ARMs usually have caps on how much the interest rate or payments can rise over the life of the loan. There are three kinds of caps, an initial adjustment cap, subsequent adjustment cap, and lifetime adjustment cap. The initial cap is typically 2% or 5%. For example, if you choose a 5-year ARM at 7%, after the five years are up, your rate may be capped at 9% or 12%, depending on the terms of your loan. The subsequent adjustment cap is a limit on how much the interest rate can increase in each subsequent adjustment period, and is usually limited to 2%. The lifetime adjustment cap, or total limit on interest rate increases, is usually 5%. That means if you lock in an ARM at 7%, your rate will usually not ever exceed 12%.

When does it make sense to use an ARM?

It may make sense to consider an ARM when interest rates are high and are expected to drop no later than the conclusion of your initial ARM term. There is a problem with this statement. How do you know when interest rates are at their highest? At the beginning of 2022, rates seemed high when they reached 5%.

Over the last 50 years, average 30-year mortgage rates have been as high as 18%. It’s hard to know if mortgage rates are currently “high” when they could be higher in one year, three years, or even five years. There is a ton of uncertainty about which direction interest rates are headed. If you had surveyed 1,000 real estate experts five years ago, I doubt many, if any, would have predicted fixed 30-year rates to be at 8% by 2023. While many are predicting lower mortgage rates in five years, we have no way of knowing for sure.

With so much fuzziness in the decision process, you have to take a “measure twice and cut once” approach. First, determine the spread between the fixed and variable options, and make sure to read the fine print to know how much the rate can adjust and how that ties into your life timeline.
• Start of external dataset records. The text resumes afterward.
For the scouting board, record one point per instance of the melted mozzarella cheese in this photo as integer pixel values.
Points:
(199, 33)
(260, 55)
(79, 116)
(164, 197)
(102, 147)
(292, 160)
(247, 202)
How confident are you in the direction of where rates are headed in the term of your loan? As you can see, there are quite a few variables that will vary for everyone, which makes this decision very personalized.

What are the downsides of an adjustable-rate mortgage (ARM)?

In a rising interest rate environment, ARMs are very risky. Choosing an adjustable rate when you could lock-in a fixed rate may be a decision with enormous financial consequences later down the road. Let’s look at the upside of an ARM: best case scenario, you get an interest rate that is less than 1% lower than 30-year fixed rates for a short period of time. If rates continue to rise, and are higher when your rate adjusts, you made a poor decision: it would have been much better to lock in a fixed interest rate.

If rates drop, you will have the opportunity to refinance your ARM if it makes sense. However, you would also have the opportunity to refinance if you locked in a fixed 30-year rate. This is why answering the questions above will bear fruit and help you fine-tune your analysis between fixed and adjustable mortgages. If the current discount and the limitations on rate increases works out that it extends your “interest rates will come down” window, you can feel more comfortable choosing the adjustable rate over the safer locked in rate. However, many will not feel comfortable taking on the additional risk and complications of going through this analysis. This is why, for many, the benefit of an ARM is simply not great enough to move away from the comfort, ease, and safety of fixed rate mortgages.

Adjustable-rate mortgages may seem great on paper, especially right now since rates are lower than fixed-rate mortgages. However, the risk of rates continuing to rise cannot be overlooked. If the potential savings from an adjustable rate mortgage are too big to ignore, please make sure you do not skip your homework to understand both the exposure and opportunity. It is worth repeating that buying a home is a big life decision and one that should be a “measure twice and cut once” decision where emotional impulses should be ignored and prudent planning is rewarded.